Lends itself quite well to inside out for napowrimo #4.

28.2.10

Momentous event

Another big dream
gone up
into thin air.

– Iself (© 2010)

Written and posted for Sunday Scribblings and Big Dreams.

I hate to admit it, folks, but that’s the way it went with a lot of my dreams – big and small.

21.2.10

Love disenchanted

When pigs cease to fly
it’s time to say good-bye.

I’ve had enough of you
and all the times I’d woo

you with four leaves of clover.
See you when hell freezes over.

– Felix Morgenstern (© 2010)

Written specifically for Sunday Scribblings and When Pigs Fly / When Hell Freezes Over.
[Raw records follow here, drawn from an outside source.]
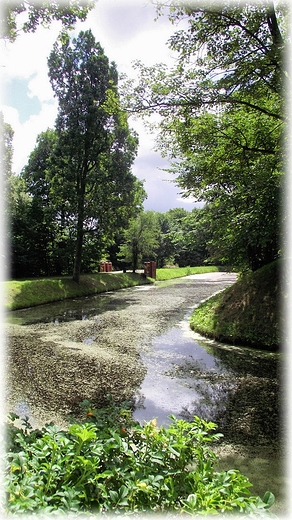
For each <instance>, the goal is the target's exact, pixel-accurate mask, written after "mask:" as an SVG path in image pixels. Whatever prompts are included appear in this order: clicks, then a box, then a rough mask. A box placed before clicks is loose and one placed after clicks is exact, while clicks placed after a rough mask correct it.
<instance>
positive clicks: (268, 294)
mask: <svg viewBox="0 0 292 520" xmlns="http://www.w3.org/2000/svg"><path fill="white" fill-rule="evenodd" d="M280 272H281V261H276V262H273V263H271V264H269V265H266V266H265V267H263V268H262V269H259V270H258V271H256V272H254V273H249V274H248V275H245V276H243V277H242V278H241V279H239V281H238V282H236V283H235V284H234V285H232V286H231V287H228V288H227V289H225V290H224V291H223V292H221V293H219V294H216V295H214V296H212V298H210V299H209V300H207V301H206V302H204V303H202V304H201V305H200V306H199V307H198V308H197V309H196V310H195V312H194V313H193V315H192V318H191V327H192V329H193V330H194V331H196V332H198V333H200V334H202V335H204V336H207V337H212V338H214V339H216V340H219V341H225V342H229V343H233V344H242V345H249V346H254V347H257V348H267V349H270V350H277V349H278V348H279V345H280V342H281V325H282V321H281V313H280V309H281V305H280V296H281V287H280V286H281V276H280Z"/></svg>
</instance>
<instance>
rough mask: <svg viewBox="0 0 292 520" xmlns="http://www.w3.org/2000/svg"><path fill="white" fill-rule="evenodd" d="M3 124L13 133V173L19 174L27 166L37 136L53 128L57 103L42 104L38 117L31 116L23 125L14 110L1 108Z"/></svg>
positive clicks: (34, 116) (14, 109)
mask: <svg viewBox="0 0 292 520" xmlns="http://www.w3.org/2000/svg"><path fill="white" fill-rule="evenodd" d="M2 111H3V114H4V120H5V122H7V123H9V124H10V125H11V127H12V128H13V131H14V138H13V149H14V154H13V171H14V172H15V173H19V172H20V171H21V170H22V168H23V167H24V166H25V165H26V164H27V160H28V157H29V155H30V153H31V152H32V151H33V149H34V148H35V145H36V139H37V136H38V135H39V134H40V133H41V132H44V131H45V130H46V129H47V128H53V127H54V124H55V119H56V117H57V103H55V104H54V105H52V104H46V103H44V104H43V105H42V110H41V112H40V113H39V114H38V115H33V116H31V117H30V118H29V119H28V120H27V121H25V122H24V123H23V124H20V122H19V113H18V111H17V110H16V109H15V108H12V107H7V106H4V107H3V108H2Z"/></svg>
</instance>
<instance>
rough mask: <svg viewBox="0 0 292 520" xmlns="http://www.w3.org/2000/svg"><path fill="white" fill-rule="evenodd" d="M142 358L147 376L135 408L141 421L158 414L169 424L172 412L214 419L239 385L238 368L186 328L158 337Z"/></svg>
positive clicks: (144, 379) (157, 414)
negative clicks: (198, 339) (194, 405)
mask: <svg viewBox="0 0 292 520" xmlns="http://www.w3.org/2000/svg"><path fill="white" fill-rule="evenodd" d="M142 360H143V362H144V364H145V365H146V366H147V375H146V377H145V379H144V381H143V383H142V385H141V388H140V389H139V392H138V394H137V397H136V409H135V411H134V418H135V419H136V420H138V421H140V422H143V421H144V420H146V421H147V420H151V419H152V418H153V417H156V418H157V420H158V423H159V424H162V425H167V424H168V423H169V422H170V421H169V419H168V416H169V415H170V414H174V415H176V416H177V417H184V418H187V419H189V418H190V413H192V417H193V415H194V414H196V415H200V416H201V417H202V418H203V419H205V420H211V419H212V420H213V419H214V416H215V415H216V414H217V413H219V412H222V410H223V409H225V406H226V402H227V399H228V393H229V392H230V391H231V390H232V389H233V388H234V386H235V382H234V371H233V370H232V369H230V368H228V367H226V366H225V364H224V363H223V362H222V361H221V360H220V359H219V358H217V357H215V356H214V355H212V354H211V353H210V352H208V351H207V349H206V348H205V347H204V346H202V345H200V344H199V343H198V342H196V341H194V340H193V339H192V338H190V337H189V336H188V335H186V334H185V332H184V330H183V328H182V327H181V328H172V329H170V330H169V331H168V332H167V333H166V334H163V335H162V336H159V337H156V338H155V339H154V341H153V343H152V345H151V346H150V347H149V349H148V351H147V352H145V353H144V354H143V356H142ZM194 403H196V410H195V409H194V407H193V404H194ZM191 405H192V412H189V409H190V406H191Z"/></svg>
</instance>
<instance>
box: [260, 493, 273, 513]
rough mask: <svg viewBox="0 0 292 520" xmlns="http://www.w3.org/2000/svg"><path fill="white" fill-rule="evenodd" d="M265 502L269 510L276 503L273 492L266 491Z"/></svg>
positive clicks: (265, 495)
mask: <svg viewBox="0 0 292 520" xmlns="http://www.w3.org/2000/svg"><path fill="white" fill-rule="evenodd" d="M263 502H264V503H265V504H266V508H267V509H269V508H270V507H271V506H272V505H273V504H274V502H275V496H274V495H273V493H271V491H266V493H265V494H264V498H263Z"/></svg>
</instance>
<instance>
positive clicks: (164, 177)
mask: <svg viewBox="0 0 292 520" xmlns="http://www.w3.org/2000/svg"><path fill="white" fill-rule="evenodd" d="M21 16H22V15H21ZM155 17H156V12H155V7H154V6H153V4H151V2H150V1H149V0H98V1H97V3H96V6H95V8H94V10H93V11H91V12H90V13H89V15H88V17H87V20H86V21H85V22H77V24H76V26H75V30H74V31H73V33H72V35H77V34H78V33H79V32H80V31H81V30H86V29H89V28H90V29H91V30H92V32H93V34H94V36H95V39H96V41H99V42H100V44H101V46H102V47H103V49H104V52H105V54H106V55H107V57H108V58H109V61H114V62H115V63H116V65H117V69H118V72H119V73H125V74H127V75H128V76H129V77H135V71H134V69H133V62H134V61H135V60H141V61H142V63H144V64H145V65H149V66H150V65H155V64H158V63H166V64H168V65H169V66H171V65H173V64H174V60H175V59H177V56H176V55H175V54H174V53H171V51H170V50H169V49H168V47H167V40H168V38H169V37H170V36H171V34H173V32H175V31H176V30H178V29H180V28H182V25H180V24H179V25H178V26H173V25H172V24H171V23H170V21H169V20H168V18H167V16H166V15H165V16H162V17H159V18H158V20H157V21H155V20H154V19H155ZM181 23H185V22H181ZM60 29H61V23H60V22H54V23H53V24H51V25H50V28H49V29H45V28H43V27H39V28H38V29H37V32H36V33H33V34H20V35H19V36H18V37H17V39H16V42H14V43H12V44H11V43H7V42H5V43H4V42H1V44H2V49H1V63H0V65H1V72H2V96H1V97H2V111H3V113H4V120H5V122H6V123H9V124H10V125H11V126H12V128H13V130H14V140H13V148H14V159H13V171H14V173H16V174H18V173H19V172H20V171H21V169H22V168H23V167H24V166H25V165H26V164H27V161H28V157H29V155H30V153H31V152H32V151H33V149H34V147H35V145H36V138H37V136H38V135H39V134H40V133H41V132H43V131H45V130H46V129H47V128H53V127H54V123H55V119H56V116H57V110H58V106H57V100H56V99H55V98H54V96H53V91H52V89H51V86H50V82H49V78H48V68H47V58H48V56H49V54H50V52H51V50H52V47H53V44H54V42H55V40H56V38H57V36H58V34H59V31H60ZM129 123H130V126H131V127H132V128H134V129H135V130H136V131H137V132H138V134H139V143H140V144H139V149H138V156H137V158H136V160H135V163H134V165H133V167H132V172H133V174H134V175H136V176H137V177H138V178H139V179H141V180H143V179H145V183H144V188H145V190H146V192H147V194H148V198H147V199H146V201H145V202H144V209H145V210H153V211H161V212H165V211H168V210H169V209H172V208H176V207H182V208H185V209H186V210H188V211H191V210H192V209H193V208H194V207H195V206H199V204H196V203H194V201H193V200H191V199H190V200H188V201H186V199H182V198H181V195H180V189H179V188H178V187H177V186H176V185H175V184H174V183H173V182H172V181H173V180H174V176H173V175H172V174H169V173H168V172H165V171H161V168H165V167H167V166H168V161H167V160H166V159H163V158H162V157H161V155H160V154H159V153H158V152H155V151H154V147H155V140H154V136H153V135H151V134H150V133H149V131H147V130H146V129H145V127H144V125H143V123H142V121H141V120H134V119H132V118H130V119H129Z"/></svg>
All the Morgenstern poetry (Felix and Christian) posted in this blog

7.2.10

First Poem

Between the greatest galaxy
and the smallest sigh
the most important sound is
the voice of you or I.

– Deirdre LaPenna (© 2010)

Posted for Sunday Scribblings #201 / Message.

This poetic message is published here by kind permission of the author.

Older poems by Deirdre LaPenna

28.8.08

Rainer Maria Rilke: Spanish Dancer

Spanish Dancer

As a struck match, before becoming flame, white
flickering tongues in all directions sends,
so, bystanders looking on, unfolds her dance: bright,
hot and hurried, a circular rite,
pulsating with passion, and intense.

And suddenly it is fully aflare.

With just a glance she lights her hair,
and then, with daring art, turns her entire
dress into this flaming ball of fire,
from which, each like a startled snake,
her naked arms dart, rattling and awake.

Then, deeming too close the lambent heat,
she gathers all of if it together and flings it to her feet
with an imperious gesture, haughtily gazing.
There it lies on the floor, enraged and blazing,
and burning still, refusing to retire.
But, confident of victory, her smile assured and sweet,
she lifts her face as if in greeting to the fire,
and stamps it out with solid little feet.

– Rainer Maria Rilke

Translated by Thomas Geydan, published here by kind permission of the translator. Copyright by Thomas Geydan.

6.7.08

She Tells Her Love

She tells her love while half asleep,
In the dark hours,
With half-words whispered low:
As Earth stirs in her winter sleep
And puts out grass and flowers
Despite the snow,
Despite the falling snow.

Robert Graves (1895-1985)

A poem by one of the grand old men of British 20th century poetry, perhaps now remembered not so much for his poetry but his historical novel I, Claudius about the Roman emperor.

3.6.08

Slim Siamese asks Tessa Terrier out

When he asked for a date
she said maybe better wait

and consult a doctor to see
whether we could ever have a family

– Felix Morgenstern

Written for Mad Kane's Dates and Dating prompt.

17.5.08

Inner warning

The more that inner warning sign flashes
the more you’re attracted like a moth to the flame.
How many phoenixes do you want from the ashes?
Aren’t you getting tired of this destructive game?

– Felix Morgenstern (© 2008)

Missed the formal point again by presenting neither limerick nor haiku for Mad Kane’s This is a warning. Contentwise, however, I'm on target, I think.